Callábamos cuando Rajoy decía que su reforma laboral sería amplia, profunda y equilibrada porque no tenemos nada contra la amplitud ni contra la profundidad ni contra el equilibrio. La obra de muchos poetas es también amplia, profunda y equilibrada, lo mismo que la de numerosos arquitectos. Dices de un genocidio que es amplio, profundo y equilibrado y el público asiente porque nadie se atreve a discrepar de la amplitud, la profundidad y el equilibrio. El equilibrio va siempre en tercer lugar para subrayar que la amplitud y la profundidad por sí mismas no garantizan la armonía del mismo modo que la reforma laboral por sí misma no garantiza el empleo. Una cloaca amplia y profunda no deja de ser una cloaca, pero si tiene equilibrio tiene equilibrio, lo que compensa de su mal olor.

Quiere decirse que predicar de una reforma laboral su amplitud, su profundidad y su equilibrio es una gilipollez, cuando no un ardid para ocultar su agresividad.

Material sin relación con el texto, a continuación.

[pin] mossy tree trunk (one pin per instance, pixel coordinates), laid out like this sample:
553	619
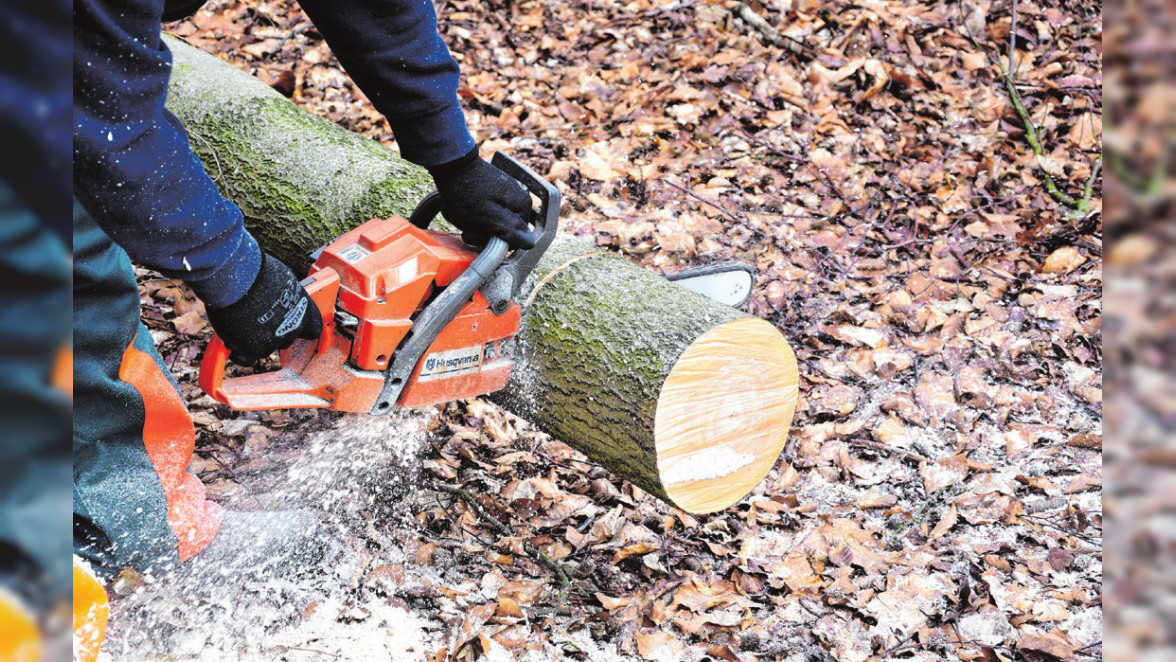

Las fusiones bancarias, como todo lo que emprende el Gobierno, serán amplias, profundas y equilibradas, otra cosa es que haya gente a la puerta de las cajas exigiendo que le devuelvan sus ahorros, desmigados en participaciones preferentes u otros productos basura con los que los banqueros han venido timando a sus usuarios más débiles. Lo de los ahorros perdidos, que pertenece al mundo de lo real, demuestra que lo real no funciona porque la realidad se ha vuelto estrecha, superficial y desequilibrada gracias en parte a las reformas laborales y a los espectáculos del Tribunal Supremo. Todo este caos significa que el pensamiento amplio, profundo y equilibrado se encuentra en vías de desahucio por falta de pago (estaba hipotecado). El mismo Rajoy, que en la oposición presumía de amplitud, profundidad y equilibrio, empieza a dar muestras de estrechez, ligereza e inestabilidad.